31997D0101

97/101/EG: Beschikking van de Raad van 27 januari 1997 tot invoering van een regeling voor de onderlinge uitwisseling van informatie over en gegevens van meetnetten en meetstations voor luchtverontreiniging in de Lid-Staten

Publicatieblad Nr. L 035 van 05/02/1997 blz. 0014 - 0022


BESCHIKKING VAN DE RAAD van 27 januari 1997 tot invoering van een regeling voor de onderlinge uitwisseling van informatie over en gegevens van meetnetten en meetstations voor luchtverontreiniging in de Lid-Staten (97/101/EG)
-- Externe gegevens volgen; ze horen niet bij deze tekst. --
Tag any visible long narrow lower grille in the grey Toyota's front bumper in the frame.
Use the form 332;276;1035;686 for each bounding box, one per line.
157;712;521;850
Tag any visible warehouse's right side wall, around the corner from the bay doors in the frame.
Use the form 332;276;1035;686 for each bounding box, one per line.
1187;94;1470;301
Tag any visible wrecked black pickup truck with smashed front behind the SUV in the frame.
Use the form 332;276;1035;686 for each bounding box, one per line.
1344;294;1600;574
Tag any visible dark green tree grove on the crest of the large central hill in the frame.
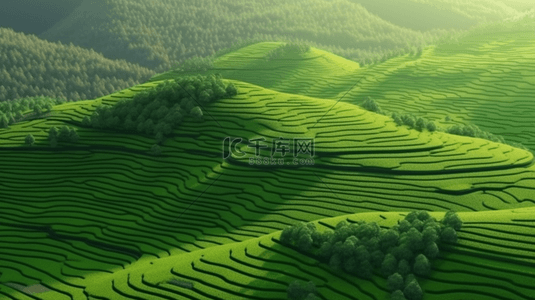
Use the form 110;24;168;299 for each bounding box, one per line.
82;74;238;143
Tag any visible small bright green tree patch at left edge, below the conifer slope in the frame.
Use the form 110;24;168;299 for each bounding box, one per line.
0;97;65;128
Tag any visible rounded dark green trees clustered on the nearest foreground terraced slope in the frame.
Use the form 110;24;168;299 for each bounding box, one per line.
280;211;462;300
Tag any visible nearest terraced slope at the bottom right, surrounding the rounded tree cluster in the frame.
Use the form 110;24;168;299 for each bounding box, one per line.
86;208;535;300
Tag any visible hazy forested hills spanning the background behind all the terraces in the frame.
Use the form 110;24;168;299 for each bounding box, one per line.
0;0;533;101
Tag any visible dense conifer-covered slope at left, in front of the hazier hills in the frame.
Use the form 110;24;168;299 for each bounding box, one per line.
0;28;155;102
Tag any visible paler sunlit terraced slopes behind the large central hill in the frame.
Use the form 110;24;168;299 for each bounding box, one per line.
153;16;535;150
DE RAAD VAN DE EUROPESE UNIE,

Gelet op het Verdrag tot oprichting van de Europese Gemeenschap, inzonderheid op artikel 130 S, lid 1,

Gezien het voorstel van de Commissie (1),

Gezien het advies van het Economisch en Sociaal Comité (2),

Volgens de procedure van artikel 189 C van het Verdrag (3),

(1) Overwegende dat het vijfde milieuactieprogramma van de Gemeenschap (4) voorziet in het verzamelen van basisgegevens over het milieu alsmede in verbetering van de comptabiliteit, vergelijkbaarheid en doorzichtigheid daarvan;

(2) Overwegende dat bij Verordening (EEG) nr. 1210/90 van de Raad van 7 mei 1990 inzake de oprichting van het Europees Milieuagentschap en het Europees milieuobservatie- en -informatienetwerk de doelstellingen en taken van het Europees Milieuagentschap zijn vastgesteld (5);

(3) Overwegende dat de invoering van een regeling voor de uitwisseling van informatie over de luchtkwaliteit als bijdrage tot de bestrijding van verontreiniging en hinder noodzakelijk is, teneinde de kwaliteit van het bestaan en van het milieu in de hele Gemeenschap te verbeteren door de tendensen op lange termijn, alsmede de door de nationale en communautaire maatregelen ter bestrijding van luchtverontreiniging gerealiseerde verbeteringen te volgen;

(4) Overwegende dat bij de doorgifte van informatie, met name de informatie die moet worden verstrekt aan het Europees Milieuagentschap en de Commissie, doublures vermeden dienen te worden;

(5) Overwegende dat dankzij de ervaring die is opgedaan met regelingen voor de uitwisseling van informatie die zijn ingevoerd bij de Beschikkingen 75/441/EEG (6) en 82/459/EEG (7), thans een volledigere en representatievere regeling voor de uitwisseling van informatie kan worden opgezet door het aantal verontreinigende stoffen dat wordt gemeten uit te breiden en ook meetnetten en meetstations voor luchtverontreiniging in de regeling op te nemen;

(6) Overwegende dat een onderscheid moet worden gemaakt tussen informatie die altijd moet worden verstrekt, met name in verband met Richtlijn 96/62/EG van de Raad van 27 september 1996 inzake de beoordeling en het beheer van luchtkwaliteit (8), hierna richtlijn "luchtkwaliteit" te noemen, en informatie die moet worden verstrekt indien deze beschikbaar is;

(7) Overwegende dat de verzamelde informatie voldoende representatief moet zijn om voor het hele grondgebied van de Gemeenschap kaarten met de verontreinigingsniveaus te kunnen vervaardigen;

(8) Overwegende dat door het gebruik van gemeenschappelijke criteria voor de validering en verwerking van de meetresultaten, de comptabiliteit en de vergelijkbaarheid van de verstrekte gegevens wordt verhoogd,

HEEFT DE VOLGENDE BESCHIKKING VASTGESTELD:

Artikel 1

Doelstellingen

1. Er wordt een regeling voor de onderlinge uitwisseling van informatie over en gegevens van meetnetten en individuele meetstations voor luchtverontreiniging ingevoerd, hierna "onderlinge uitwisseling" te noemen. Deze onderlinge uitwisseling bestrijkt twee terreinen:

- meetnetten en -stations: de uitwisseling heeft betrekking op gedetailleerde informatie over de meetnetten en -stations die in de Lid-Staten de luchtverontreiniging bewaken;

- de metingen van de luchtkwaliteit door de stations: de uitwisseling heeft betrekking op gegevens die overeenkomstig bijlage I, punten 3 en 4, worden berekend uit metingen van de luchtverontreiniging door de stations in de Lid-Staten.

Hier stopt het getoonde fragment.